Una respuesta a estos cambios pensados en las personas se le conoce como Fintech (o Finacial Technolgy), palabra que estos últimos meses la escuchamos y leemos frecuentemente en nuestro país. Fintech se refiere a la aplicación de la tecnología de una manera eficiente para los servicios financieros, ahorrando costos, enfocándose en la manera que los usuarios interactúan con ellos y transparentando los procesos. Llevamos muchos años viendo ejemplos de Fintech alrededor del mundo que poco a poco se manifiestan en nuestro país. Por ejemplo, la aplicación de Starbucks en México que te permite recargar dinero en tu tarjeta de lealtad directamente en su aplicación y pagar con tu celular a través de un lector en sus cajas. Otro gran ejemplo es Clip (nacido en México en 2013), un dispositivo que se adapta a casi cualquier teléfono y permite recibir pagos de tarjeta de crédito o débito, agilizando el proceso de compra, venta y facturación para un negocio.

Pero la mayoría de estos ejemplos están más relacionados al punto de venta y a las transacciones de un negocio que a los trámites comunes de un banco, como abrir una cuenta, depositar dinero o pagar un servicio. Es fácil tener la percepción de que en México falta mucho para tener un banco digital, en línea, que no tuviera sucursales y que facilitara los trámites, de manera transparente y sin cobrar comisiones.

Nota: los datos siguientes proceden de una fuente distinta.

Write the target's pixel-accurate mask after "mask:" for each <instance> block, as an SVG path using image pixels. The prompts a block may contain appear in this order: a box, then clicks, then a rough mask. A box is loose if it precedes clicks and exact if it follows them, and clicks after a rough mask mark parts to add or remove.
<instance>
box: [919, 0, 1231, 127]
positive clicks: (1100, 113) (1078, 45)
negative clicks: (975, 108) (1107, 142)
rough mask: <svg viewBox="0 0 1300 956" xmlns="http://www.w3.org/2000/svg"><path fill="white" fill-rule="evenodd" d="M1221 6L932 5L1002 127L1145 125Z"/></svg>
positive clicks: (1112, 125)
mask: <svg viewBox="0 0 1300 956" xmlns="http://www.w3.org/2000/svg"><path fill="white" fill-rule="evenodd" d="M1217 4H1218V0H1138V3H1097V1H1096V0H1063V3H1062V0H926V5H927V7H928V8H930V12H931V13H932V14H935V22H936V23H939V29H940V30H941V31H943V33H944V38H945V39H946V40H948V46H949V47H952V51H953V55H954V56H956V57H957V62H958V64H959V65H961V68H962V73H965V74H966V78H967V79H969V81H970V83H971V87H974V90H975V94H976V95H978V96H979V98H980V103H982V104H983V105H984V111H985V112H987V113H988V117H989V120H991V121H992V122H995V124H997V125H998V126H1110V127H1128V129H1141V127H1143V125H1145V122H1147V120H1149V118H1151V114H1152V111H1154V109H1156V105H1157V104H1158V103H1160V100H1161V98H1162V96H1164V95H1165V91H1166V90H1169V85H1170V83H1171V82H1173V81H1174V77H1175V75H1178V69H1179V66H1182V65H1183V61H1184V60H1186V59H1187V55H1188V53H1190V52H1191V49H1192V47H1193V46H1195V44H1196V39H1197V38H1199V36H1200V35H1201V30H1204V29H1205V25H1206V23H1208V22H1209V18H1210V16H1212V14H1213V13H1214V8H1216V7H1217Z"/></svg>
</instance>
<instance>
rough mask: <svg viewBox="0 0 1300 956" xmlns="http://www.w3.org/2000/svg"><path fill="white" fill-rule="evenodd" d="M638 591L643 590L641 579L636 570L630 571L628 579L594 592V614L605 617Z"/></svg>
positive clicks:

Desde hace dos años, existe Bankaool, un servicio bancario sin sucursales, hecho en México y que sólo  existe en un ecosistema digital. En sus inicios Bankaool estaba enfocado en el sector de Agrofinanzas, pero el año pasado apostó fuerte e invirtió para ofrecer un servicio de banca 100% digital, con procesos transparentes, buenos rendimientos y, sobre todo, sin comisiones.

Me tomó pocos minutos llenar la forma y activar mi cuenta a través de su página de internet. Casi de manera automática recibí dos correos, uno confirmando mi suscripción y el otro con información de mi nueva cuenta. Descargué la aplicación y ¡listo! Ahora tengo un banco en mi teléfono celular. Sí, los servicios todavía son limitados, pero por lo menos anulé uno de los procesos más pesados y tediosos: ir a una sucursal con muchos documentos en original y copia, esperar a ser atendido por un ejecutivo y con suerte, salir de ahí el mismo día con una cuenta.

Pero, ¿qué se necesita para avanzar en esta tendencia? Usar los servicios. Ser de los early adopters y aportar retroalimentación. Pasar la voz. Platicar la experiencia. Pero más importante, entender que estos servicios están diseñados con base en nuestras necesidades y quejas. La página de Bankaool dice: “Se pionero del cambio de la banca en México”. Me tomó menos de 10 minutos hacerlo. Y confíen en mí. Se siente muy bien ser parte del cambio.